A kind of “prison psychosis” was taking hold, Kallenbach reported. “We began to feel empty and burned out.” Some men fell into long silences; others argued loudly and got into near-fights until they were separated by other inmates. Hemmrich, the prison guard, also wrote of “a noticeable and edgy stillness” among the prisoners. An inmate named Frosch—which means frog, so his nickname was Fröschl, or Froggie—began behaving oddly, sleepwalking
and splashing like a child in the bathtub; there was speculation that he was going crazy.

Even gung-ho troopers began wondering about the purpose of their whole undertaking. Many were receiving bad news from home, since their families had lost their breadwinners to prison; in some cases, they also suffered from the men’s now-sullied reputations as foolish radicals who had been thrown in jail. Some wives had been forced to take jobs as housemaids to make ends meet.
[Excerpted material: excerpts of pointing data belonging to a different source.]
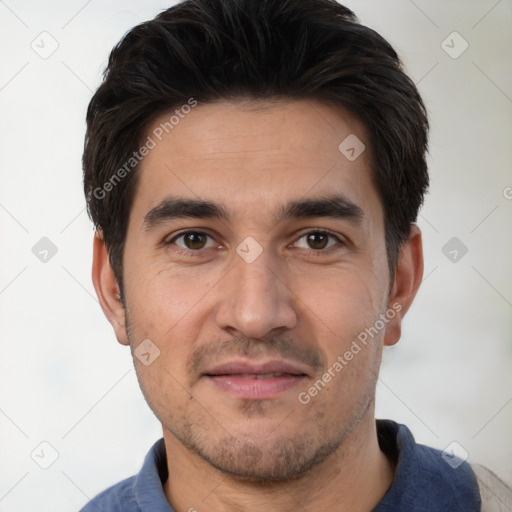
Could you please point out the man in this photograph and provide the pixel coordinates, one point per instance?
(254, 169)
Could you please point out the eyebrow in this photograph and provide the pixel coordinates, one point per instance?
(335, 206)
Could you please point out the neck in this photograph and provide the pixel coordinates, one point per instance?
(354, 478)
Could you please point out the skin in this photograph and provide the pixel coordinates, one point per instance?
(306, 305)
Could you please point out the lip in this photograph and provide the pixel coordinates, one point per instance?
(244, 380)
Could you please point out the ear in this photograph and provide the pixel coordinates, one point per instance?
(407, 280)
(107, 289)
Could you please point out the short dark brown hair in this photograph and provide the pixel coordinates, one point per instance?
(210, 50)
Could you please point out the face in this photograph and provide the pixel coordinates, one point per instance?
(254, 260)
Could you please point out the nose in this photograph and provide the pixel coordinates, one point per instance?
(255, 299)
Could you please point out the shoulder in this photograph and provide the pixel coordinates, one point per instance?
(426, 479)
(118, 498)
(496, 495)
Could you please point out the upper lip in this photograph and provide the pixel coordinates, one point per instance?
(254, 368)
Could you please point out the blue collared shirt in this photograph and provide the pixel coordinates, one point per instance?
(424, 481)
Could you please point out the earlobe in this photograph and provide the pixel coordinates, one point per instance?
(107, 289)
(407, 280)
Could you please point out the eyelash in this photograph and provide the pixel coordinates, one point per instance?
(315, 252)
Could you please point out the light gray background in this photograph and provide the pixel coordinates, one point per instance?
(66, 381)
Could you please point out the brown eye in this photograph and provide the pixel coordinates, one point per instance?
(317, 240)
(193, 240)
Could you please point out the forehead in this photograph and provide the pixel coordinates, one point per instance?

They could hardly afford train fare to visit their husbands in Landsberg. A few of Hitler’s foot soldiers perhaps shared the feelings of one inmate who had written upon arriving at Landsberg Prison: “‘Hitler this, Hitler that,’ and ‘I got this for us,’ and ‘I got that’—that’s what I hear all day from some of the comrades here.… I’m fed up.… That’s the last time I’ll ever have anything to do with politics. Those on the outside who shout ‘Heil!’ all day can run their heads against the wall, for all I care. When I get out of here, it’s just going to be job and wife and family for me.” Other inmates began expressing misgivings even about the grand man himself. “I don’t have any doubts,” protested one prisoner in a story told by Kallenbach. “But hey, even the Boss could make mistakes, couldn’t he? What then?” To these young men, the future looked decidedly bleak and uncertain.